Post hoc association testing with other common diseases (necessarily involving multiple statistical testing) did not identify other robust associations of higher PFC concentration with increased disease prevalence, suggesting specificity of our findings for thyroid disease. An apparent association between higher PFOS concentrations and lower prevalence of COPD requires replication, to exclude a false-positive result from multiple testing.
In addition to the limitations of our analyses, the strengths should also be noted: This is the first large-scale analysis in a nationally representative general adult population of directly measured serum concentrations of PFOA and PFOS. In addition, the associations present are strongest for the most specific identification of thyroid disease, based on reported diagnosis with current use of thyroid-specific medication. The NHANES study also supported adjustment of models for a range of potential confounding factors, which in fact made relatively minor differences to the key estimates, suggesting that the associations are robust.

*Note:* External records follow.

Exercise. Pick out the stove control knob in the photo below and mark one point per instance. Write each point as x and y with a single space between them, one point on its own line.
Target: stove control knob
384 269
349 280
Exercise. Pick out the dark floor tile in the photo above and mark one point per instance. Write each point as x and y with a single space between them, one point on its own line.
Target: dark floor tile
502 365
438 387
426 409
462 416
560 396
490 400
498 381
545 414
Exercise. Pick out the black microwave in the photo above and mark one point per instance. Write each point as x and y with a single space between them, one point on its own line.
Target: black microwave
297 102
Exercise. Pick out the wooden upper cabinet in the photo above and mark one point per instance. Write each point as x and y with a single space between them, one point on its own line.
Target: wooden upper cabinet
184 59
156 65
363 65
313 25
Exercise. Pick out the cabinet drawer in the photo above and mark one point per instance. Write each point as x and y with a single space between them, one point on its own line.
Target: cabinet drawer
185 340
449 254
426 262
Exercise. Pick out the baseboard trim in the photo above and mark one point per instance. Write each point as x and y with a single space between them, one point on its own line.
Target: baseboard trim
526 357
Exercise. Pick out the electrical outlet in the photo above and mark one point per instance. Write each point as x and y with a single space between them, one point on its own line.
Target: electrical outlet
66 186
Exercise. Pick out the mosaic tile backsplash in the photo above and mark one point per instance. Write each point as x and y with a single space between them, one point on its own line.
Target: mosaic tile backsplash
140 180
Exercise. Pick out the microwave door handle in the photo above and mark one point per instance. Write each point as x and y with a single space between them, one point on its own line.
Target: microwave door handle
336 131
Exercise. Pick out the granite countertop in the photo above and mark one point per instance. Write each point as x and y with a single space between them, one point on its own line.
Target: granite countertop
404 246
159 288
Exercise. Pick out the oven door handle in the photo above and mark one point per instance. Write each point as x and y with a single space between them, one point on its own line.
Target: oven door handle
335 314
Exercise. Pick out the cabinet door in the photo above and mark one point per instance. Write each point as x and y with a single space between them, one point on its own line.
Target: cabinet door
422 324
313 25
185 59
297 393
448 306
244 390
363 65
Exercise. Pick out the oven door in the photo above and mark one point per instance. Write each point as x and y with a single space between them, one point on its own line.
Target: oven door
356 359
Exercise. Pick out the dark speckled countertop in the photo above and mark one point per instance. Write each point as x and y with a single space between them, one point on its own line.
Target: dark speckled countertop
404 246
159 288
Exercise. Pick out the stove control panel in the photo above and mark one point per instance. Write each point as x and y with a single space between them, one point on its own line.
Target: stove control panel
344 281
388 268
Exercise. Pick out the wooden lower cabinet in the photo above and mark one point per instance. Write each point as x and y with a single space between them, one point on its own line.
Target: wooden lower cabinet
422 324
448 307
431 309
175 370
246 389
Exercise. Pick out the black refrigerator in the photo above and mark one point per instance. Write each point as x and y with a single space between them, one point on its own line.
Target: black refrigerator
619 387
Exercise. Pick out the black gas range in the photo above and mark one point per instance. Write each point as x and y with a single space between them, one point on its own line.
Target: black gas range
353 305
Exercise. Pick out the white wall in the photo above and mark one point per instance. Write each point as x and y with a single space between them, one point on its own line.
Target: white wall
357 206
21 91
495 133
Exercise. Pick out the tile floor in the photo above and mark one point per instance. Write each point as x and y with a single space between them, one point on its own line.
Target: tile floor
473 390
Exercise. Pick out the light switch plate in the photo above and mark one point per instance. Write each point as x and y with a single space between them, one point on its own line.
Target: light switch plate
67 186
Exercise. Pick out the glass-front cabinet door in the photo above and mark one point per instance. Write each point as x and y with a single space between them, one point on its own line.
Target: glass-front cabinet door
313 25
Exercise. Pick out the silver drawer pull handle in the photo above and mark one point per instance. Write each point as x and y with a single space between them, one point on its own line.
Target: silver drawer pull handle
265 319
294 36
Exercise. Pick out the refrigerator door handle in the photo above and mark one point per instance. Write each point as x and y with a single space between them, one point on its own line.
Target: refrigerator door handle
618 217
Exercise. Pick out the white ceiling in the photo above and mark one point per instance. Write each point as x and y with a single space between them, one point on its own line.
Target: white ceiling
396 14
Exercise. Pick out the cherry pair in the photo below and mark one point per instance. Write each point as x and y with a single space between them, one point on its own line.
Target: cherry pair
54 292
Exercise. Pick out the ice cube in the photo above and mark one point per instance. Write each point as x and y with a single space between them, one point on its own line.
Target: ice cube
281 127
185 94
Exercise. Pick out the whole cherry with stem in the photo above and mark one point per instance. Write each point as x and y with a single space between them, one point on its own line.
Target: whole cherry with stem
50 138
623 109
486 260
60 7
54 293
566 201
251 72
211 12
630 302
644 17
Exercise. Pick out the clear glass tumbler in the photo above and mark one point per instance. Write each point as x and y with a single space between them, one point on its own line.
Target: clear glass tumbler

Further work is clearly needed to characterize the PFOA and PFOS associations with specific thyroid diagnoses and thyroid hormone levels in the general population and to clarify whether the associations reflect pathology, changes in exposure, or altered pharmacokinetics. Longitudinal analyses are also needed to establish whether high exposures predict future onsets of thyroid disease, although concurrent alteration of thyroid functioning would still be a cause for concern.